Romero had grabbed the keylogger data from his nifty hardware keyloggers and regularly dumped that data onto his hard drive. The keylogged data itself was encrypted (I would presume his hard drive was too).

If Romero somehow got a hold of the keys, or even the seed data and source code for the encryption tools, the answer might be in those keylogger captures, but the FBI probably has those files now.

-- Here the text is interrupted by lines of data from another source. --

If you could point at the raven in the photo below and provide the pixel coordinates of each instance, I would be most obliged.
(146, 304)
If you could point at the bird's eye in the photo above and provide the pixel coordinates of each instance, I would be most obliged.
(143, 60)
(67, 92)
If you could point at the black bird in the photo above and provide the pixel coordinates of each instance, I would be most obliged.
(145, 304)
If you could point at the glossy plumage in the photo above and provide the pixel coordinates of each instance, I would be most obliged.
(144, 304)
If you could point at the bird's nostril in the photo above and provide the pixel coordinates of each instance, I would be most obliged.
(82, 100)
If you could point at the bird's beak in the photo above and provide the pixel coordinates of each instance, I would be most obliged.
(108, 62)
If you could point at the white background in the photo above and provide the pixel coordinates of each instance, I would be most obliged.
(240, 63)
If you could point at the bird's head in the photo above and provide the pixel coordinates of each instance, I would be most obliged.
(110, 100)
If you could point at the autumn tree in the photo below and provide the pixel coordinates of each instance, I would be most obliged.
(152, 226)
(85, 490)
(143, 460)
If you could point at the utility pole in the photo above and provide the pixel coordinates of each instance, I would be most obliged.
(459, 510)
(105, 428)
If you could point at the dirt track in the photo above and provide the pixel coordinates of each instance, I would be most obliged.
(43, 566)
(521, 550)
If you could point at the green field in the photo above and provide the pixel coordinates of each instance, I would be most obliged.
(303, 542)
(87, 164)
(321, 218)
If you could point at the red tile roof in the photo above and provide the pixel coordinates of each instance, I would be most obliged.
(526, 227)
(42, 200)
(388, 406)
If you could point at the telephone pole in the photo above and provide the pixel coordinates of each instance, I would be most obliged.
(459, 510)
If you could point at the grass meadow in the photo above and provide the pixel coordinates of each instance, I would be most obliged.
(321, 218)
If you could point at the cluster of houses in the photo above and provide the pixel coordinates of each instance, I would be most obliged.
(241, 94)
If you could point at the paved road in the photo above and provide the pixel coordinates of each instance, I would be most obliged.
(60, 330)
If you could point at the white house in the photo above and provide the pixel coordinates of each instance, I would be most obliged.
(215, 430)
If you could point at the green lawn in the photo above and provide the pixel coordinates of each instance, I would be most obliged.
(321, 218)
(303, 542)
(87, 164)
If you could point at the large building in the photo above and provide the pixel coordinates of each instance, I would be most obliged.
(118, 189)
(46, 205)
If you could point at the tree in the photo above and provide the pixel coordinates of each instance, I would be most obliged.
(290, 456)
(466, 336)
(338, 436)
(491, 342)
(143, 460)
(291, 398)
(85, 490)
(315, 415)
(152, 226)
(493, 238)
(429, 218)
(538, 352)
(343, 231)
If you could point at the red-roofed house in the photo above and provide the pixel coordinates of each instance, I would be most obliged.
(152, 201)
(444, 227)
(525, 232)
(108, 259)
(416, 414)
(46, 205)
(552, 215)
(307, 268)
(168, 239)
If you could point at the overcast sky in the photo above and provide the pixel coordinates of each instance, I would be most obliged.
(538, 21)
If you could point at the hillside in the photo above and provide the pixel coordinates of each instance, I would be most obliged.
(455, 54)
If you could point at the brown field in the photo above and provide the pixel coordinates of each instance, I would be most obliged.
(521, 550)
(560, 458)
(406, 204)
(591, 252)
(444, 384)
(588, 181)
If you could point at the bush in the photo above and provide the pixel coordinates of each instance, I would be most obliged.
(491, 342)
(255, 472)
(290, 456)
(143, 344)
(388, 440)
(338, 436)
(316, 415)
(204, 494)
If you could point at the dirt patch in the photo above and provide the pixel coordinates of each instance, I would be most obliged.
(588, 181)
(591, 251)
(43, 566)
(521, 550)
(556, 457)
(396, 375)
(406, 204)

The keys Trenton’s referring to here are the keys needed to decrypt the keylogger data. The next bit, about the seed data and source code, means Trenton thinks there’s way to potentially reverse-engineer the key used to encrypt the data.

Ideally, encryption protocols shouldn’t allow any part of the the key to be figured out from the encrypted data stream, and but the email here implies that the process wasn’t cryptographically secure, so that it might be possible to winkle out out the decryption key, or to unscramble the data without the key, after all.

Perhaps Romero wasn’t a crypto nerd and this was a mistake, but it’s more likely this was by design so he could decrypt the data without having to remember or carry around a key. After all, an encryption key could look like this…

-----BEGIN RSA PRIVATE KEY-----
MIHtAgEAAjAAziOgSCYfbckh5tLO1ztkj/ggT80/3KOj2jQBTeJtPqX+3l8pen/V
yNGbv4+pRF0CAwEAAQIveUhuwmRjs3VWU/eOKQZRyX8Ei89IFqnED3JChX5RP4kE
8Ixl/6p+i1+NMDW4MoUCGA8nge3DNwNone+ifAqSxgeNgSg+Wug/LwIYDZpH/uwK
csRIfwb6M5X2COjcmAWSarIzAhgLbu47GU6XNsX5tyhIveXEawFoAGuLz6cCGA1g
oVVvRYdAyhtC/WUmIeT5PZi0Qh50SQIYBunB28gYf39am7WDp4GKeb696mmFgYeH
-----END RSA PRIVATE KEY-----

…whereas the seed to generate the key could be something as easy as a few digits of his choosing, like his birth year, or I don’t know, 5/9.

The next step seems pretty clear: I wouldn’t be surprised if Elliot and Dom work together to undo the hack, where Dom has access to the files and Elliot will need to decrypt them.

If they’re successful in stopping Whiterose and Dark Army’s next attack, they’d have Romero’s healthy hacker paranoia to thank. That would be some fantastic justice from the phreaker set for sure.